И тем, кто любит говорить «мой ребенок/я/Петя и его сосед тоже так могут нарисовать», и тем, кто сетует на непонятность современного искусства, музей теперь отвечает и да, и нет. Это институция без снобизма, и в нынешнем случае – значит, да, вы тоже так скорее всего можете, и нет, ничего непонятного здесь нет. То есть «Наив... но» можно пытаться рассмотреть в духе расхожих слов про «Будь проще, и люди к тебе потянутся» – здесь как раз все ясно, не нужно выискивать подтекстов и громоздиться на леса концепций. Наивное искусство – про непосредственность, примитивистская манера у профессиональных художников – смелая поза, сейчас то и другое решили соединить, показав историю жизни от рождения до смерти.
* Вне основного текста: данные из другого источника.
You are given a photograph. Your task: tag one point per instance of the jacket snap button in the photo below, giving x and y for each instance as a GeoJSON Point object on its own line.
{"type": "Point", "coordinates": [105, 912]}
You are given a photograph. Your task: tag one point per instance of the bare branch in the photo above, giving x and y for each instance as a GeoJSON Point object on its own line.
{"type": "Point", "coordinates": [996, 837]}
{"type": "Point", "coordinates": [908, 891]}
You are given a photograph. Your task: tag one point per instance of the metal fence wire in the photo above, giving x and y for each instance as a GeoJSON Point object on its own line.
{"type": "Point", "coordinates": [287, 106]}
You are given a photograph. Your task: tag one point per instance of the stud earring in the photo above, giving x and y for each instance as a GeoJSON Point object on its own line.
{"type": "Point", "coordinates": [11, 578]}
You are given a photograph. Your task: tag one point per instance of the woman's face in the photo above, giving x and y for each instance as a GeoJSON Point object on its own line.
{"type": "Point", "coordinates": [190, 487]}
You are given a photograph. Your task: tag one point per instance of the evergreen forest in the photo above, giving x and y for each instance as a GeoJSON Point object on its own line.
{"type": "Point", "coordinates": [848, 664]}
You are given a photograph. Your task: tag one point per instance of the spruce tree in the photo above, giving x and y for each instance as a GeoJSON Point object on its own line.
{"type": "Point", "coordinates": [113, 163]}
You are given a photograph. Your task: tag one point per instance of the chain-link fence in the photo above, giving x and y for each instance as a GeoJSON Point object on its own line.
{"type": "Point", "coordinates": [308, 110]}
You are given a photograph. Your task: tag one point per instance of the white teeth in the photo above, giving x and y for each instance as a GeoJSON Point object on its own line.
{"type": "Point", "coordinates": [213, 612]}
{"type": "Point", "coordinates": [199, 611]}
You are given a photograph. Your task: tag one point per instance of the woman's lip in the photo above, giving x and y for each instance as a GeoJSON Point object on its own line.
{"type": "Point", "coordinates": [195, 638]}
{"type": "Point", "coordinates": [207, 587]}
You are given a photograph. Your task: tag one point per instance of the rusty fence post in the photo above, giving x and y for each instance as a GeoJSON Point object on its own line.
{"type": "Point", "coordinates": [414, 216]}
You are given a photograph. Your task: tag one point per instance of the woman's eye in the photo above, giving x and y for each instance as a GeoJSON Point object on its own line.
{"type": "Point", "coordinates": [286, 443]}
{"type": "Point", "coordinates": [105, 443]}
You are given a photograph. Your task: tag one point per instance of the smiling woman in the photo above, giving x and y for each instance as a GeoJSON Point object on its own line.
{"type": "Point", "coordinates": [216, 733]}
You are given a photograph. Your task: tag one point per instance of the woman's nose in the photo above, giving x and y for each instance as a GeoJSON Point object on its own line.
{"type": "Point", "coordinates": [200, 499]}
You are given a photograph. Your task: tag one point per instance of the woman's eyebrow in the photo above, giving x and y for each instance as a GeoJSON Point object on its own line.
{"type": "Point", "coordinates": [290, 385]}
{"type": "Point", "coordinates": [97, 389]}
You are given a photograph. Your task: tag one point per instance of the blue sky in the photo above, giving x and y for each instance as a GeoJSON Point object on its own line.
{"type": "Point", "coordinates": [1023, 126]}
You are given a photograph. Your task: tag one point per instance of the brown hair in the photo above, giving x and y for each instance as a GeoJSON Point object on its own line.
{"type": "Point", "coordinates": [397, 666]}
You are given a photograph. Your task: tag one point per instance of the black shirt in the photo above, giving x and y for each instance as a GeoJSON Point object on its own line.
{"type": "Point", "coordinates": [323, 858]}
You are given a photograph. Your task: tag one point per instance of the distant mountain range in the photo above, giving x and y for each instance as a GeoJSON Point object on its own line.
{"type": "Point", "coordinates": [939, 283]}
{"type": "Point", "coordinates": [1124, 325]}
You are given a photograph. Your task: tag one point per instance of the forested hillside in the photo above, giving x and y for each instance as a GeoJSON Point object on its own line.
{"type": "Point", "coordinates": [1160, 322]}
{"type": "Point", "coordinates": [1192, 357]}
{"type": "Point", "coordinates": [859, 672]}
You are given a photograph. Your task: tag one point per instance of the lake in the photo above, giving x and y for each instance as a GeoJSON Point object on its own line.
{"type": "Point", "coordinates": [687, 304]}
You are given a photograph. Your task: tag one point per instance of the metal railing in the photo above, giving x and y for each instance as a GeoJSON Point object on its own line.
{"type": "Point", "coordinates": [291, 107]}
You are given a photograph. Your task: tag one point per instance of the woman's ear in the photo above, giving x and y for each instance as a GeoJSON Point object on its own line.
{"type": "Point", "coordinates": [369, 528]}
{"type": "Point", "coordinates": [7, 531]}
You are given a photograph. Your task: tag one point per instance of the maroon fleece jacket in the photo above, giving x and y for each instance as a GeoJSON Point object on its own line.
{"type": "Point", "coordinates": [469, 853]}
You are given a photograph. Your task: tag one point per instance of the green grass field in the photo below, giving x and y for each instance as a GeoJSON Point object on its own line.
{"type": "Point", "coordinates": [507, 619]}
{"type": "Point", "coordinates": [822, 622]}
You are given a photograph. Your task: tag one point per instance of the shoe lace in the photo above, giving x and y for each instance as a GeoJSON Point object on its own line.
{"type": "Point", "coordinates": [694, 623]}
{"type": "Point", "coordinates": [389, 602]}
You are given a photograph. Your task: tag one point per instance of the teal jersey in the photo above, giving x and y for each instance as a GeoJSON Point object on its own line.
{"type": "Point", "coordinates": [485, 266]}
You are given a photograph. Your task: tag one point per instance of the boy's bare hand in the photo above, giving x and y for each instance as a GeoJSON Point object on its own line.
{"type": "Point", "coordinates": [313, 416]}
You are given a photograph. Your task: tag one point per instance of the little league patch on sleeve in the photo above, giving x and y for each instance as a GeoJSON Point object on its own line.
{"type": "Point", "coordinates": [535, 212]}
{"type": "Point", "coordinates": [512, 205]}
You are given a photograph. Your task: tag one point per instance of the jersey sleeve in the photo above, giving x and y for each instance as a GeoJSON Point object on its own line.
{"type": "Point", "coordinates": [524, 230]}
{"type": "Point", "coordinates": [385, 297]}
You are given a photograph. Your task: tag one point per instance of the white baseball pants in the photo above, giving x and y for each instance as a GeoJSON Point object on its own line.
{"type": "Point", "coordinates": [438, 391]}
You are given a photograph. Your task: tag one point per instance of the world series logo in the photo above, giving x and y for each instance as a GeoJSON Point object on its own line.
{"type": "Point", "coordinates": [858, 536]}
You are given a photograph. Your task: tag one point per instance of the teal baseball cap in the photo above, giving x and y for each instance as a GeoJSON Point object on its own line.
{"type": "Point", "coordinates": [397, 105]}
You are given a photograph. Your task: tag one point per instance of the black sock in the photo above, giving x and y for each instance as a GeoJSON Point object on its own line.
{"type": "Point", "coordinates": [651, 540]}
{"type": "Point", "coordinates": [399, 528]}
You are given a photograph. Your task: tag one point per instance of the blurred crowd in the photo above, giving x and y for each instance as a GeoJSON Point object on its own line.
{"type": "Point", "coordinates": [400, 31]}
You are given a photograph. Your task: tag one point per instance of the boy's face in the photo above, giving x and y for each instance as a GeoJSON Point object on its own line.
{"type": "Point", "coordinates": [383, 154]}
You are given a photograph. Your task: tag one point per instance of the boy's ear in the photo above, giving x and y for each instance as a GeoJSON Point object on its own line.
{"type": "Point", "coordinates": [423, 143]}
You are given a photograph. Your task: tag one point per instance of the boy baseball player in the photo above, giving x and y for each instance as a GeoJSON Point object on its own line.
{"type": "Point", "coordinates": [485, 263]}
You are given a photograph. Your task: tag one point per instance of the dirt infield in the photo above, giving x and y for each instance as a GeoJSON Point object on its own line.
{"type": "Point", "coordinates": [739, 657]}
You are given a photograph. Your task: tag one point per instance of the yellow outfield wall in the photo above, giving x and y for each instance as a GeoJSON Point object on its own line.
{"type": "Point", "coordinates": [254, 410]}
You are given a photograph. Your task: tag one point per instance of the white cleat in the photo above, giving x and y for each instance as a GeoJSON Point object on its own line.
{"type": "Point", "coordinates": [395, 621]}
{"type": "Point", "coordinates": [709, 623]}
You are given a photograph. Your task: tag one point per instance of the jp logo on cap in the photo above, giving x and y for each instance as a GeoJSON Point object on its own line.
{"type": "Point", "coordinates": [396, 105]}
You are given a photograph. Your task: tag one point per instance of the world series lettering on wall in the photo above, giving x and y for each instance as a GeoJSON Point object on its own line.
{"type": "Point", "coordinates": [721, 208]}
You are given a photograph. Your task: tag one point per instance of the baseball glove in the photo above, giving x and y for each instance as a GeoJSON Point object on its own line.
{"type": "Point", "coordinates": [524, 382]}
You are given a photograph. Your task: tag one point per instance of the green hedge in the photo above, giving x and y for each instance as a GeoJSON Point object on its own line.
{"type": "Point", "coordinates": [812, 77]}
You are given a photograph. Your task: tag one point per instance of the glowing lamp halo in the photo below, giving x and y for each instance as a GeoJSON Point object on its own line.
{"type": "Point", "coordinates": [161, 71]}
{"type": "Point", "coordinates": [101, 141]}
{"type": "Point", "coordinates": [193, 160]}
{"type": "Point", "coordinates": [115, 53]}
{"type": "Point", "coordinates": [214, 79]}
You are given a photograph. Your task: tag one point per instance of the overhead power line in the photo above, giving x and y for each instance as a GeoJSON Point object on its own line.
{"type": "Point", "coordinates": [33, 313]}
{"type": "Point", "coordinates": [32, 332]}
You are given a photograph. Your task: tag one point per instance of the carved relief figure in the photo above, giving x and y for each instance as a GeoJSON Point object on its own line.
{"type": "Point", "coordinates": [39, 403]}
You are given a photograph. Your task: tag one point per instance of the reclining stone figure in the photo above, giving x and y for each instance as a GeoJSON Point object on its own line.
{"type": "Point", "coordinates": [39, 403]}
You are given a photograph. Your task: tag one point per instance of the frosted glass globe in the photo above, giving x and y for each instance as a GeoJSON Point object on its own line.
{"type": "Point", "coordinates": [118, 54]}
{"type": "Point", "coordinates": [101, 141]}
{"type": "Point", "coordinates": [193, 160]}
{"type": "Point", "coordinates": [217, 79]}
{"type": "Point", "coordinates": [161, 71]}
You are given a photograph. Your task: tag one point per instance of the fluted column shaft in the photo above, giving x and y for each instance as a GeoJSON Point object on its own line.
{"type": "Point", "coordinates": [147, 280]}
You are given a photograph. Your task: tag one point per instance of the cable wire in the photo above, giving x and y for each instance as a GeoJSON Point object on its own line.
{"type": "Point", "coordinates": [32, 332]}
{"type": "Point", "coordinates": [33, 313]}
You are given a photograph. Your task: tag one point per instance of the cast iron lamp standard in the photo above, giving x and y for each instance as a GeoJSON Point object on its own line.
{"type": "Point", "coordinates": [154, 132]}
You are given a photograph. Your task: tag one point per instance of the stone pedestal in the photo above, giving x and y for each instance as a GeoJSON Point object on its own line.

«Город», «Рождение», «Портрет», «Детство», «Образование», «Пир», «Любовь», «Труд», «Общество», «Дом», «Смерть», «Ад» и «Рай» – разделы соответствуют залам музейного особняка и нанизаны друг на друга, как бусины на нитку, без иерархии. Смотреть большую выставку легко, сюда можно идти с детьми – проект напоминает зрелищную зарисовку, он, как говорили некоторое время назад, friendly по отношению к зрителю, и кое-где даже сдобрен порцией интерактивности: то за мольбертом можно поупражняться в портретном жанре, то забраться в крохотный дом («Дом» здесь – маленький замкнутый мирок) и порисовать, сидя у окна. Сценография Алексея Трегубова – очень активная, не оформление, а полноправный участник выставки, декорации, с которыми зрителю предстоит считаться: то обойти сервированный для каких-то яств стол, то – гроб... То сыграть в демократию и, подойдя к трибуне, услышать аплодисменты – и увидеть перед собой корыто, в котором сидит глядящая в оба бабуся (она у Леонида Берлина представляет «Электорат»).
С одной стороны, архитектурным «лейтмотивом» тут стали панели из сбитых вместе досок – или ими законопачены окна, или они, «выпуская» на свет содержимое залов, прислонены к стенам, или из них сделаны «пьедесталы». С другой стороны, все это освещено интенсивным светом, тоже, видимо, намекая на вывод из забытья или из зоны невнимания. По обе стороны прохода в коридоре на таких же прислоненных к стенам досках развешаны небольшие черно-белые портреты художников, без имен, но все же сделавшись импровизированной аллеей памяти.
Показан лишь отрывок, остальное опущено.